The Forex market is made up of several commercial banks, hedge funds, proprietary trading firms and individual traders. Its fragmented nature operates through electronic platforms on a twenty-four-hour basis, five days a week.
Absent of a primary exchange and clearing house, measuring real-time foreign exchange volume is impossible. Unlike other financial markets, such as stock markets and futures and options markets, the foreign exchange market is decentralised, often referred to as an over-the-counter (OTC) market. OTC is an off-exchange transaction between two parties.
Consequently, volume data on most MetaTrader 4 (MT4) and MetaTrader 5 (MT5) platforms are broker fed: the trading activity of the broker’s clients and not that of the entire Forex market. This causes different volume readings across brokers.
The Forex Market: Forex Volume
Market exchanges measure trading volume and is presented in a number of different forms – this data is commonly employed to configure trading strategies.
Higher trading volume indicates a liquid market (willing buyers and sellers), while lower volume suggests decreased liquidity.
In the stock market, volume is a measure of how many shares have been traded. In the futures market, volume is calculated via the number of contracts bought and sold. The Forex market is different. Although retail speculators would expect volume to represent the number of lots traded, the majority of CFD/Forex brokers actually display tick volume, which measures the number of times price moves up and down. This is the reason behind some traders overlooking FX volume studies. Despite this, there is evidence to suggest FX tick volume can be used as a proxy for traded volume in FX markets.
Casper Marney, an experienced Forex trader and technical analyst who served at banks such as HSBC, wrote a paper revealing tick data has use in FX. Marney states although there are a number of valid reasons why many would expect little or no correlation between traded volume and tick data in FX, research revealed a 90 percent correlation between tick volume and the movement of actual traded volume. Marney’s study focused on the following currency pairs: EUR/USD, GBP/USD, USD/JPY and EUR/CHF.
A tick in Forex trading (or sometimes referred to as FX trading or currency trading) is the smallest possible unit by which price movement can change: 1 pipette (0.00001 pips). A pip (price interest point), on the other hand, measures a currency pair’s exchange rate fluctuations, equal to 1/100th of 1%. Most currency pairs are usually priced to four decimal places (0.0001). Currency pairs containing Japanese yen (JPY), nevertheless, are priced to two decimal places (0.01).
Standard interpretation of volume can be seen in figure 1.A:
(Figure 1.A – Volume Interpretation)
Volume bars are widely used, showing volume change (ticks in the case of retail FX).

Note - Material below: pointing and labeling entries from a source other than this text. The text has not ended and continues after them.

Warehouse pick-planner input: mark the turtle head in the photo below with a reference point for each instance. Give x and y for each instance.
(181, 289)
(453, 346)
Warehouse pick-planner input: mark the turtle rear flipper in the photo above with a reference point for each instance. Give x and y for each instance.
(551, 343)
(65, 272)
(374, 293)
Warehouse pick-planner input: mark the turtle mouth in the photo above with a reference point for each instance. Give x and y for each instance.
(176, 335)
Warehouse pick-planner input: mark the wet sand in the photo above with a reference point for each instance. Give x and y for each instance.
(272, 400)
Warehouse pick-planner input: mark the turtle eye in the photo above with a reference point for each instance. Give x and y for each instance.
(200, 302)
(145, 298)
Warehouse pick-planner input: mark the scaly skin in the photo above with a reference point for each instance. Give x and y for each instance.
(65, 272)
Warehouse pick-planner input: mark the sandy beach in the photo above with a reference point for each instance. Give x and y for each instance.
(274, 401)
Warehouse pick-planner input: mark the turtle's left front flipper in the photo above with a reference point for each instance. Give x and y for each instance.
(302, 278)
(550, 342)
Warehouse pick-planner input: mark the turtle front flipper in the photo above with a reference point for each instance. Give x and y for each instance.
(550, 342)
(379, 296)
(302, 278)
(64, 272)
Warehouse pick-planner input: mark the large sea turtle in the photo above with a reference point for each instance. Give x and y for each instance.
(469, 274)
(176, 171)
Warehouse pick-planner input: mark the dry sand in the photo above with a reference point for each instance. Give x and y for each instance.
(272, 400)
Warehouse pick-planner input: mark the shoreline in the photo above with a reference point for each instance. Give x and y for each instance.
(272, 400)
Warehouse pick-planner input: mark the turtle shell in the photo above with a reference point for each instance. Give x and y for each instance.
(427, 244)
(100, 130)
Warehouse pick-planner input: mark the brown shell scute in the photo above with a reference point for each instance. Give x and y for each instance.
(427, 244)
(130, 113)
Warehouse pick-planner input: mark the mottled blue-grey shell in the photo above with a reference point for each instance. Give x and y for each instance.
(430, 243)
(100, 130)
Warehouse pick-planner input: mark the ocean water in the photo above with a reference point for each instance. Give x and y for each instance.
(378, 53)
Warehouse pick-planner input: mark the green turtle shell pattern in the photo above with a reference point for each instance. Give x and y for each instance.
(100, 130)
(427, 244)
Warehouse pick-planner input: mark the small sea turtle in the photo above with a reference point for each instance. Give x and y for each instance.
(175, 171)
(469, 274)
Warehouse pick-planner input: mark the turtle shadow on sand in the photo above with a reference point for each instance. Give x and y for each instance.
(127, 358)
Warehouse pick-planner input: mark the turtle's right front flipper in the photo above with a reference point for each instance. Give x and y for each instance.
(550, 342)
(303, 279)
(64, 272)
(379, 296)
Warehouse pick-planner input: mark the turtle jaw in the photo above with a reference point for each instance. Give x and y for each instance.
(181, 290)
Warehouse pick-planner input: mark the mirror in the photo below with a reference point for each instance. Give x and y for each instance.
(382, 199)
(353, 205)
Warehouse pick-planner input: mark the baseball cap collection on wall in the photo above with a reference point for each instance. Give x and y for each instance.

Volume bars are coloured (default colours) green when tick change is larger than the previous bar, and turn red in the case of lower tick volume (colours can be altered to suit personal preference). Figure 1.B displays EUR/USD’s daily chart, exhibiting a defined uptrend since March 2020. Since the end of May, traders will note the market has displayed rising volume alongside a rise in price action. Also evident is the dip in volume on price retracements, suggesting weak pullbacks.
(Figure 1.B: EUR/USD candlestick daily chart MT4)
When trading Forex, or any financial instrument, it is important to acknowledge that trading in isolation is difficult. Experienced Forex traders formulate trading plans, often merging fundamental and technical analysis, alongside risk-management systems.
Breakout strategies are popular, particularly around short-term support and resistance levels. Breakouts together with high volume indicates strength behind the move. Limited volume suggests a lack of interest.
Additionally, traders use volume to confirm patterns. As an example, consider the common bullish flag configuration. Volume generally rises on the formation of the flag pole, and decreases during the pattern’s consolidation. A subsequent breakout to the upside should be accompanied by strong volume, suggesting continuation.
Aside from the traditional Volume Indicator (shown in figure 1.B), MetaTrader’s packages provide numerous volume indicators, such as On Balance Volume (OBV), Accumulation/Distribution and Money Flow Index (MFI).